There were 979 households, out of which 27.3% had children under the age of 18 living with them, 51.0% were married couples living together, 14.9% had a female householder with no husband present, and 31.2% were non-families. 28.6% of all households were made up of individuals, and 16.8% had someone living alone who was 65 years of age or older. The average household size was 2.34 and the average family size was 2.87.

In the city, the population was spread out, with 22.0% under the age of 18, 8.1% from 18 to 24, 23.5% from 25 to 44, 22.6% from 45 to 64, and 23.8% who were 65 years of age or older. The median age was 42 years. For every 100 females, there were 76.3 males. For every 100 females age 18 and over, there were 73.8 males.

The median income for a household in the city was $28,250, and the median income for a family was $35,667. Males had a median income of $27,539 versus $19,306 for females. The per capita income for the city was $14,587. About 11.0% of families and 14.7% of the population were below the poverty line, including 23.8% of those under age 18 and 11.7% of those age 65 or over.

==Events==
The annual Dyer Station Celebration is held during the week of the Fourth of July each year. The celebration was started with the hard work of Johnny McIlwain to honor the memory of his aunt, Mrs. Georgia Ellis, Dyer's first female alderman. Events include fireworks, singings, carnival, card tournaments, pet show, parade, street dance, talent show, etc. There is something to do each day and night during the week-long celebration.

==Education==
Gibson County Special School District is the area school district.

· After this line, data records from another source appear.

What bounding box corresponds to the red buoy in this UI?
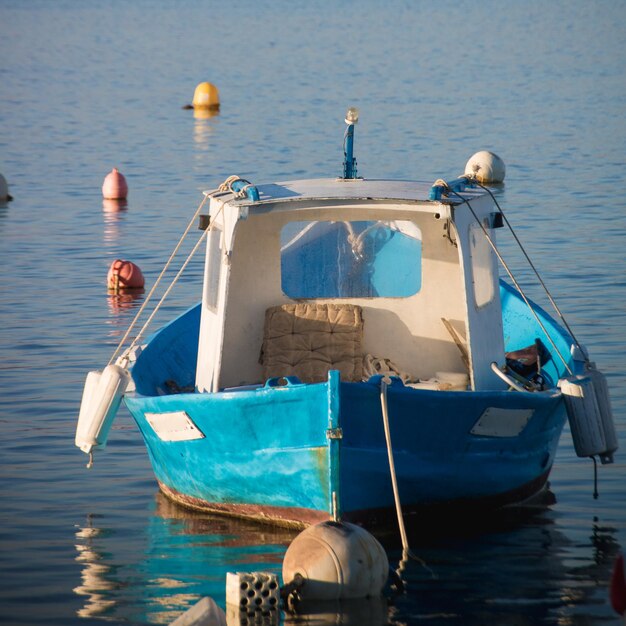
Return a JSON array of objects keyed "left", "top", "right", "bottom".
[
  {"left": 102, "top": 167, "right": 128, "bottom": 200},
  {"left": 107, "top": 259, "right": 145, "bottom": 292},
  {"left": 610, "top": 552, "right": 626, "bottom": 619}
]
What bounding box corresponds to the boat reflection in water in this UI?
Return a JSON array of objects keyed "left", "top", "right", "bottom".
[
  {"left": 74, "top": 492, "right": 297, "bottom": 624},
  {"left": 74, "top": 492, "right": 619, "bottom": 626},
  {"left": 73, "top": 516, "right": 117, "bottom": 617}
]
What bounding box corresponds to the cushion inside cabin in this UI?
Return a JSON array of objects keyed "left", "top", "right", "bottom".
[{"left": 260, "top": 303, "right": 363, "bottom": 383}]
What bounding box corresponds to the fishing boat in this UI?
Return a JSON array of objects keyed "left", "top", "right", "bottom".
[{"left": 76, "top": 109, "right": 617, "bottom": 527}]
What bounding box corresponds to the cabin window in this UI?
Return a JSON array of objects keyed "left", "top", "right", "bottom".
[
  {"left": 204, "top": 228, "right": 222, "bottom": 310},
  {"left": 280, "top": 220, "right": 422, "bottom": 298},
  {"left": 469, "top": 220, "right": 495, "bottom": 307}
]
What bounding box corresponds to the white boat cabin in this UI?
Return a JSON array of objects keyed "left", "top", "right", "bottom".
[{"left": 196, "top": 179, "right": 506, "bottom": 392}]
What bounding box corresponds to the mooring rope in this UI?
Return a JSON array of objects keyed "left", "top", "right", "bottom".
[
  {"left": 380, "top": 376, "right": 436, "bottom": 578},
  {"left": 439, "top": 181, "right": 574, "bottom": 376},
  {"left": 108, "top": 175, "right": 240, "bottom": 365},
  {"left": 472, "top": 178, "right": 587, "bottom": 361}
]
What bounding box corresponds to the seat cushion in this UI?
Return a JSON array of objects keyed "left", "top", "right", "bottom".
[{"left": 261, "top": 303, "right": 363, "bottom": 383}]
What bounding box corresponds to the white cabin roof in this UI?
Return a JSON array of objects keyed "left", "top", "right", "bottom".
[{"left": 205, "top": 178, "right": 485, "bottom": 205}]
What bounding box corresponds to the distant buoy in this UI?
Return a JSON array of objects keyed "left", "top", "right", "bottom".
[
  {"left": 107, "top": 259, "right": 145, "bottom": 292},
  {"left": 283, "top": 521, "right": 389, "bottom": 600},
  {"left": 102, "top": 198, "right": 128, "bottom": 213},
  {"left": 102, "top": 167, "right": 128, "bottom": 200},
  {"left": 192, "top": 83, "right": 220, "bottom": 110},
  {"left": 0, "top": 174, "right": 13, "bottom": 202},
  {"left": 465, "top": 150, "right": 506, "bottom": 185}
]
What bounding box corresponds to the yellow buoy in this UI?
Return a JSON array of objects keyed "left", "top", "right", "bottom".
[{"left": 193, "top": 83, "right": 220, "bottom": 109}]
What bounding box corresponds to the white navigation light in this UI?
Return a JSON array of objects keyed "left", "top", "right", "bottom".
[{"left": 346, "top": 107, "right": 359, "bottom": 124}]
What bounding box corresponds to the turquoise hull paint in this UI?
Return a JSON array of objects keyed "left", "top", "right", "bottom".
[
  {"left": 126, "top": 384, "right": 331, "bottom": 511},
  {"left": 125, "top": 283, "right": 577, "bottom": 523}
]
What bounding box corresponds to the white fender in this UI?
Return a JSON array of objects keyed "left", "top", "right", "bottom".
[{"left": 74, "top": 365, "right": 130, "bottom": 454}]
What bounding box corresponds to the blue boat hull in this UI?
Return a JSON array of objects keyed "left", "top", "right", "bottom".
[
  {"left": 125, "top": 284, "right": 569, "bottom": 526},
  {"left": 126, "top": 376, "right": 566, "bottom": 526}
]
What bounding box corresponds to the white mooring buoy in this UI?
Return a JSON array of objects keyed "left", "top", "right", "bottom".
[
  {"left": 283, "top": 521, "right": 389, "bottom": 600},
  {"left": 465, "top": 150, "right": 506, "bottom": 185}
]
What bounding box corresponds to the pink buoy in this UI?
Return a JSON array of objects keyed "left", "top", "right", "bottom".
[
  {"left": 102, "top": 167, "right": 128, "bottom": 200},
  {"left": 107, "top": 259, "right": 145, "bottom": 292}
]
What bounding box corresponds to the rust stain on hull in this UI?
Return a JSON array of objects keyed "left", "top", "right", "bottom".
[
  {"left": 159, "top": 468, "right": 551, "bottom": 530},
  {"left": 159, "top": 482, "right": 329, "bottom": 530}
]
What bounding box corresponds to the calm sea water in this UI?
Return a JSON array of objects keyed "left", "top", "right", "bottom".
[{"left": 0, "top": 0, "right": 626, "bottom": 626}]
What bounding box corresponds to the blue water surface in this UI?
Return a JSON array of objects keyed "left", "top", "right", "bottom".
[{"left": 0, "top": 0, "right": 626, "bottom": 626}]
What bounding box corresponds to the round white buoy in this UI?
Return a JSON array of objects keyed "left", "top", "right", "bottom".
[
  {"left": 283, "top": 521, "right": 389, "bottom": 600},
  {"left": 0, "top": 174, "right": 13, "bottom": 202},
  {"left": 465, "top": 150, "right": 506, "bottom": 185}
]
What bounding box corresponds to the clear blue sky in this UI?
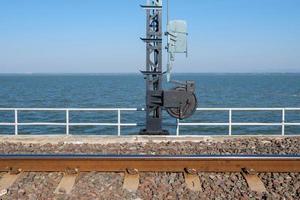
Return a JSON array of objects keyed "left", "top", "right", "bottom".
[{"left": 0, "top": 0, "right": 300, "bottom": 73}]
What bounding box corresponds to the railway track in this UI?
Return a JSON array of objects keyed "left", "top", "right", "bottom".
[{"left": 0, "top": 154, "right": 300, "bottom": 193}]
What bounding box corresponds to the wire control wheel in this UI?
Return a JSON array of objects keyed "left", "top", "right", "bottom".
[{"left": 167, "top": 87, "right": 198, "bottom": 119}]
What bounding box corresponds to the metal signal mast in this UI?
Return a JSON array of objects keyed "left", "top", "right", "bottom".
[{"left": 140, "top": 0, "right": 197, "bottom": 135}]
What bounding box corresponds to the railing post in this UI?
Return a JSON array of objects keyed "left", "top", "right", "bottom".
[
  {"left": 229, "top": 109, "right": 232, "bottom": 136},
  {"left": 66, "top": 109, "right": 70, "bottom": 135},
  {"left": 15, "top": 109, "right": 19, "bottom": 135},
  {"left": 176, "top": 119, "right": 180, "bottom": 137},
  {"left": 118, "top": 109, "right": 121, "bottom": 136},
  {"left": 281, "top": 108, "right": 285, "bottom": 136}
]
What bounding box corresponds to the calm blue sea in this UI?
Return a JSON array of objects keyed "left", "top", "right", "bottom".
[{"left": 0, "top": 74, "right": 300, "bottom": 135}]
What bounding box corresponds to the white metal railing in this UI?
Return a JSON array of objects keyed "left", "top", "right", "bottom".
[
  {"left": 0, "top": 108, "right": 138, "bottom": 136},
  {"left": 176, "top": 108, "right": 300, "bottom": 136},
  {"left": 0, "top": 108, "right": 300, "bottom": 136}
]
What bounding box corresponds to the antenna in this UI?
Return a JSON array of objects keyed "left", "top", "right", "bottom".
[
  {"left": 166, "top": 0, "right": 188, "bottom": 82},
  {"left": 140, "top": 0, "right": 197, "bottom": 135}
]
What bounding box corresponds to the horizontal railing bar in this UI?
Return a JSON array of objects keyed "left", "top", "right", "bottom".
[
  {"left": 179, "top": 123, "right": 288, "bottom": 126},
  {"left": 0, "top": 108, "right": 139, "bottom": 111},
  {"left": 0, "top": 108, "right": 300, "bottom": 111},
  {"left": 284, "top": 123, "right": 300, "bottom": 126},
  {"left": 197, "top": 108, "right": 286, "bottom": 111},
  {"left": 0, "top": 122, "right": 137, "bottom": 126},
  {"left": 69, "top": 123, "right": 137, "bottom": 126}
]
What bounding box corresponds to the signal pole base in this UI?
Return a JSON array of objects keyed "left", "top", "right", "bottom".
[{"left": 139, "top": 129, "right": 170, "bottom": 136}]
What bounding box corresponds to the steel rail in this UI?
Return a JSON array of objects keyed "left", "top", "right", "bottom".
[{"left": 0, "top": 154, "right": 300, "bottom": 172}]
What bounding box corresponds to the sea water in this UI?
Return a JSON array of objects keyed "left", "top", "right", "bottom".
[{"left": 0, "top": 74, "right": 300, "bottom": 135}]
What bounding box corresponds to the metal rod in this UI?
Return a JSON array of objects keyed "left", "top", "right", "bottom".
[
  {"left": 229, "top": 109, "right": 232, "bottom": 136},
  {"left": 15, "top": 109, "right": 19, "bottom": 135},
  {"left": 66, "top": 109, "right": 70, "bottom": 135},
  {"left": 118, "top": 110, "right": 121, "bottom": 136}
]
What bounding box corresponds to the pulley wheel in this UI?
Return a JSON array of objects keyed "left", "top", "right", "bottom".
[{"left": 167, "top": 87, "right": 198, "bottom": 119}]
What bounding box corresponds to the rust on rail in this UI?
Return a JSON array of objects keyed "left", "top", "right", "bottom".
[{"left": 0, "top": 155, "right": 300, "bottom": 172}]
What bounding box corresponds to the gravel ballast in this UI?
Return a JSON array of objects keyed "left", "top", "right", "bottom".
[{"left": 0, "top": 137, "right": 300, "bottom": 200}]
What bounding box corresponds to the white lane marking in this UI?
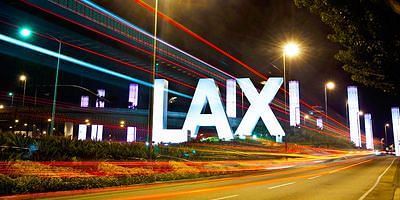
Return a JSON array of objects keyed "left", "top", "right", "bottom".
[
  {"left": 265, "top": 165, "right": 295, "bottom": 170},
  {"left": 268, "top": 182, "right": 296, "bottom": 190},
  {"left": 308, "top": 176, "right": 321, "bottom": 180},
  {"left": 211, "top": 194, "right": 239, "bottom": 200},
  {"left": 358, "top": 159, "right": 396, "bottom": 200}
]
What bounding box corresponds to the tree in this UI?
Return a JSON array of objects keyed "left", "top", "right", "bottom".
[{"left": 294, "top": 0, "right": 400, "bottom": 92}]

It operates Dyer's K-8 public schools, including Dyer Junior High School and Dyer Elementary School. Their mascot is an eagle. High school students from Dyer generally attend the consolidated Gibson County High School, located just south of Dyer. Prior to consolidation in 1980, Dyer High School served the community.

==Media==
===Radio stations===
- WCMT-FM 101.3 "The Freshest Hits The Hottest Hits"
- WWGY 99.3 "Today's Best Music with Ace & TJ in the Morning"
- WENK-AM 1240 "The Greatest Hits of All Time"
- WTPR-AM 710 "The Greatest Hits of All Time"
- WTKB 93.7 "Victory 93.7"

===Newspaper===
- Tri-City Reporter, a weekly publication covering the towns of Dyer, Rutherford, Kenton, and Yorkville. The Tri-City Reporter's offices are located in Trenton, Tennessee.

==Tornado of April 2, 2006==
Dyer was hit directly by an F3 tornado on April 2, 2006, which devastated the town and left 15 people dead. Early estimates were that over 1,500 homes were destroyed in Dyer and other areas of Gibson County. Of the 15 people who died, five were in the nearby town of Bradford, including a family of four. Two died just east of Rutherford. The remaining deaths were in Dyer County, about 15 miles west of Dyer.